Martha Clarke brings together masters of dance, music, and theater for her seductive stage adaptation of Colette’s celebrated French novel.

Herman Cornejo and Alessandra Ferri in Chéri at the Signature Center.
Herman Cornejo and Alessandra Ferri in Chéri at the Signature Center.
(© Joan Marcus)

Elegant movement, musicianship, and acting are all on display at the Signature Center in Martha Clarke’s daring adaptation of famed French author Colette’s 1920 novel Chéri and its 1926 sequel La Fin de Chéri. The production delves into these three artistic mediums with a small cast of four talented performers who take on Colette’s tragic love story. However, while ambition and artistry shine through, the whole picture that these converging mediums paint is ultimately less than the sum of its individually striking parts.

Clarke, as the production’s conceiver, director, and choreographer, has crafted a timeline of balletic vignettes, which trace the progression of a six-year affair between the young Chéri and his mother’s good friend, Léa — a woman nearly three decades his senior. Clarke has recruited some of the world’s top dancing talent to take on the sensual piece, with American Ballet Theatre principal dancer Herman Cornejo in the title role, alongside prima ballerina assoluta Alessandra Ferri as his mature lover. Though the two have garnered reputations as master technicians, both move across the stage with impressive abandon and fiery passion that offers a refreshingly modern twist on traditional ballet. Ferri’s skill as an actress shines throughout the piece, even in the midst of awe-inspiring feats of physical strength and grace from both dancers. Cornejo’s effortless lifts offer some of the most visually stunning moments, though his ease of execution makes it easy to take them for granted.

The story of Chéri, unfortunately, gets lost in this heated spectacle. Pianist Sarah Rothenberg beautifully accompanies the dancers with selections by contemporary French composers Ravel, Debussy, and Poulenc (as well as Spanish composer Mompou), gently settling us into 1912 France where we first meet the unlikely pair. This sultry 20th century music box in which we find ourselves, however, soon veers into lulling monotony. As each vignette jumps forward in time to a new point in the relationship between Chéri and Léa, the accompanying score stays at a constant tone, offering a timely atmosphere but doing little to accent or clarify the story. The choreography remains similarly stagnant throughout, even as Chéri and Léa grow older and undergo tumultuous transitions in their lives, both together and apart. While the passion that binds the two is abundantly clear, the push and pull that their age disparity creates — Léa’s personal struggle to come to terms with her own age, in particular — fails to clearly translate. The pair simply traverse set designer David Zinn’s minimalist suggestion of a Paris flat, engaging in acts of forbidden love. Vantage point admittedly plays a large role in how much of the story you are able to gather. A great deal of the piece’s most significant moments occur around a single mirror that leans against the back wall, and if you find yourself seated off in one of the theater’s corners, these moments will sadly pass by unnoticed.

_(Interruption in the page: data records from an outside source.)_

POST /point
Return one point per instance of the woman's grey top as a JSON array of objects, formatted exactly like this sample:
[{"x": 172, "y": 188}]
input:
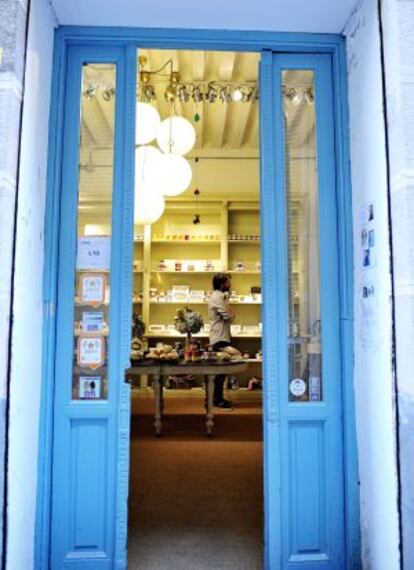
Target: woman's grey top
[{"x": 220, "y": 317}]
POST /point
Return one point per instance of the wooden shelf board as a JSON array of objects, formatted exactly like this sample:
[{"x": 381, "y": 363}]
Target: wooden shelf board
[
  {"x": 187, "y": 242},
  {"x": 201, "y": 302},
  {"x": 162, "y": 334},
  {"x": 244, "y": 241}
]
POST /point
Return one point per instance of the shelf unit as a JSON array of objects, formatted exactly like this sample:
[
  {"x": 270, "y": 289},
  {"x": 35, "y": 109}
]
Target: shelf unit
[{"x": 175, "y": 239}]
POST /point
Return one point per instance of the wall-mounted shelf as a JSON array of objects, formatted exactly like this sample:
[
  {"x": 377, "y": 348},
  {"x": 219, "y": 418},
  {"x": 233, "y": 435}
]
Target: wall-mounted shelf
[
  {"x": 175, "y": 334},
  {"x": 214, "y": 244}
]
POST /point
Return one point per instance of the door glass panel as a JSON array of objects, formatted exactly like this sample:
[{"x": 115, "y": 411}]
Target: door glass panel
[
  {"x": 304, "y": 326},
  {"x": 92, "y": 286}
]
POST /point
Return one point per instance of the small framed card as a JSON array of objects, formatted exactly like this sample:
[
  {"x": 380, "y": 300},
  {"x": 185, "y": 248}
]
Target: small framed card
[
  {"x": 92, "y": 322},
  {"x": 91, "y": 352},
  {"x": 92, "y": 288},
  {"x": 90, "y": 387},
  {"x": 93, "y": 253}
]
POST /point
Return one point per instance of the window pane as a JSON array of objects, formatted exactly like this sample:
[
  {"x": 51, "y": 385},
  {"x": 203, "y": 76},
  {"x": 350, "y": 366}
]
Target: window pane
[
  {"x": 96, "y": 156},
  {"x": 304, "y": 327}
]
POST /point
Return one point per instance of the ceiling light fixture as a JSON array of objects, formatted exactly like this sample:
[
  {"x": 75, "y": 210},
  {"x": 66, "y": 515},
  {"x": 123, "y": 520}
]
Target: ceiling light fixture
[
  {"x": 108, "y": 93},
  {"x": 176, "y": 135}
]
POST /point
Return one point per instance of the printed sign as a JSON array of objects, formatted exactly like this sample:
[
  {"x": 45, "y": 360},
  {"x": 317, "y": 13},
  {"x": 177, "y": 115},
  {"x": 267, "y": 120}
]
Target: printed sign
[
  {"x": 93, "y": 253},
  {"x": 91, "y": 351},
  {"x": 92, "y": 322},
  {"x": 297, "y": 387},
  {"x": 368, "y": 236},
  {"x": 92, "y": 288},
  {"x": 89, "y": 387}
]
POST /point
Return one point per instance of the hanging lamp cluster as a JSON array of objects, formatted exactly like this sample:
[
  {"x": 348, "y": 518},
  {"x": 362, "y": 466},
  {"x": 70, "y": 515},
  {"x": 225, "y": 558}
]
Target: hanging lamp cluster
[{"x": 162, "y": 171}]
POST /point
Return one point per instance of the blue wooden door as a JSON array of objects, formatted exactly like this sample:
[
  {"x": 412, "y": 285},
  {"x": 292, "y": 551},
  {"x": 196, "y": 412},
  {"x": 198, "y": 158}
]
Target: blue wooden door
[
  {"x": 304, "y": 484},
  {"x": 304, "y": 508},
  {"x": 91, "y": 408}
]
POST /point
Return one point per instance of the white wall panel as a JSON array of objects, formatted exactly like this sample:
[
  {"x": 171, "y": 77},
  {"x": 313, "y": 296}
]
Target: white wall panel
[
  {"x": 27, "y": 329},
  {"x": 373, "y": 319}
]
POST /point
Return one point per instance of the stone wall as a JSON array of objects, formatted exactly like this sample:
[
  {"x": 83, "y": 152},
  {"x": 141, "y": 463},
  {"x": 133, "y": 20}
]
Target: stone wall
[
  {"x": 398, "y": 28},
  {"x": 13, "y": 16},
  {"x": 373, "y": 374}
]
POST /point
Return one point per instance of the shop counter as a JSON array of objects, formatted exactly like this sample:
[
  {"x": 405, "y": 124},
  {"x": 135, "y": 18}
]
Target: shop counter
[{"x": 159, "y": 372}]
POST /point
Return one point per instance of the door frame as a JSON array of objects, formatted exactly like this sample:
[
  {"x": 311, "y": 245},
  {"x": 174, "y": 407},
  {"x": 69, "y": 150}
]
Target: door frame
[{"x": 211, "y": 40}]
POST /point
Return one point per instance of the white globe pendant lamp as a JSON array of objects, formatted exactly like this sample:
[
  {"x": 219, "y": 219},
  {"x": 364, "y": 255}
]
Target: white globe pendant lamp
[
  {"x": 176, "y": 174},
  {"x": 147, "y": 123},
  {"x": 176, "y": 135},
  {"x": 149, "y": 205},
  {"x": 147, "y": 167}
]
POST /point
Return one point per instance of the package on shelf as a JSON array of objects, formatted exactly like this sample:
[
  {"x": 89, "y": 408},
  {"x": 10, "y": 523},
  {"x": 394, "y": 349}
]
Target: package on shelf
[
  {"x": 137, "y": 265},
  {"x": 188, "y": 265},
  {"x": 197, "y": 295},
  {"x": 250, "y": 329},
  {"x": 180, "y": 293},
  {"x": 156, "y": 327}
]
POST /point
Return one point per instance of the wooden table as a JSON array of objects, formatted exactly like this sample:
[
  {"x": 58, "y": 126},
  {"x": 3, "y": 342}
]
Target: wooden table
[{"x": 160, "y": 371}]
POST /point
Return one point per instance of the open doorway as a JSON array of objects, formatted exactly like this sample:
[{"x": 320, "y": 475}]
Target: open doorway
[{"x": 197, "y": 502}]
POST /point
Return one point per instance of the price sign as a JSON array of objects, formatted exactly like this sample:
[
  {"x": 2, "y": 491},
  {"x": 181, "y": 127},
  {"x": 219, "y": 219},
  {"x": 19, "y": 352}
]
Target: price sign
[
  {"x": 91, "y": 352},
  {"x": 92, "y": 322},
  {"x": 89, "y": 387},
  {"x": 92, "y": 288},
  {"x": 297, "y": 387},
  {"x": 93, "y": 253}
]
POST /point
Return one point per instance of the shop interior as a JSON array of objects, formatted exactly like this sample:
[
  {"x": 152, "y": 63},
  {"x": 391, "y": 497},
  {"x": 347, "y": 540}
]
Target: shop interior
[
  {"x": 210, "y": 488},
  {"x": 194, "y": 501}
]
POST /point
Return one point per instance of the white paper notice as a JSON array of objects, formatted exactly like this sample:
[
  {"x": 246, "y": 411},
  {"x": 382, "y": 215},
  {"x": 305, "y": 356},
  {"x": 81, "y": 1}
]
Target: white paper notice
[
  {"x": 91, "y": 352},
  {"x": 94, "y": 253},
  {"x": 89, "y": 387},
  {"x": 92, "y": 288},
  {"x": 92, "y": 322}
]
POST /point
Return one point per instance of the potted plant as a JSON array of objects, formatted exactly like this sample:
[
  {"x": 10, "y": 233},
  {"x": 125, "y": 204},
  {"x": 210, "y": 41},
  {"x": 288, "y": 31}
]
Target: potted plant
[
  {"x": 188, "y": 322},
  {"x": 137, "y": 331}
]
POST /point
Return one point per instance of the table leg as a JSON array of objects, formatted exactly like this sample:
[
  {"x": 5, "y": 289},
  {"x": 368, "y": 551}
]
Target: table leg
[
  {"x": 162, "y": 396},
  {"x": 209, "y": 404},
  {"x": 157, "y": 385}
]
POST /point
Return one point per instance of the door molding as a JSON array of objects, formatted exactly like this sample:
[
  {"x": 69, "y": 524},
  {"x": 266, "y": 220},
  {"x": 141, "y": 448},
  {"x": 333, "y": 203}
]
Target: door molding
[{"x": 131, "y": 39}]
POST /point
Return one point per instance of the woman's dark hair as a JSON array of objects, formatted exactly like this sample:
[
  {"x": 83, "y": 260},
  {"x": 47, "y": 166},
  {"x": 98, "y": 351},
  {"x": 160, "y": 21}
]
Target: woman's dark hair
[{"x": 219, "y": 279}]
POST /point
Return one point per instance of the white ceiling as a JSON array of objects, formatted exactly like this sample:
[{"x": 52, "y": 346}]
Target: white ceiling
[{"x": 318, "y": 16}]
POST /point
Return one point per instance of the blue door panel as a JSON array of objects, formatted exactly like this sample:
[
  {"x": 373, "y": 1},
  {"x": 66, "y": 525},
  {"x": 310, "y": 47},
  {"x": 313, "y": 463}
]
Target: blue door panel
[
  {"x": 88, "y": 485},
  {"x": 304, "y": 508},
  {"x": 303, "y": 454},
  {"x": 91, "y": 439}
]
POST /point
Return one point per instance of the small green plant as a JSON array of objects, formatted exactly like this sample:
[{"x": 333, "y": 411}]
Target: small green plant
[{"x": 188, "y": 322}]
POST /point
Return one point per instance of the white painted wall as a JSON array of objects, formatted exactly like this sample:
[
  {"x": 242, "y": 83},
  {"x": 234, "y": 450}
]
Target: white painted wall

The piece heavily relies on the narrative stylings of the ever-talented Amy Irving to fill in the plot that is not expressed through the choreography. Irving plays Chéri’s mother Charlotte (the production’s only speaking character) who comes onstage to deliver firsthand accounts of the events that have transpired since Chéri and Léa’s last meeting and offers context for the one that is to come. Irving does a fine job with Tina Howe’s effective text, balancing a narrative and conversational tone while painting an admirably full picture of her character despite the fact that her purpose, first and foremost, is efficiency. Yet, as she and the dancers alternately exchange places onstage, we can clearly see the seam that joins these two theatrical mediums. While all four performers demonstrate a fluid mastery of their individual crafts, they have yet to flow into a communal reservoir where each art form can build on the power that the others have to offer.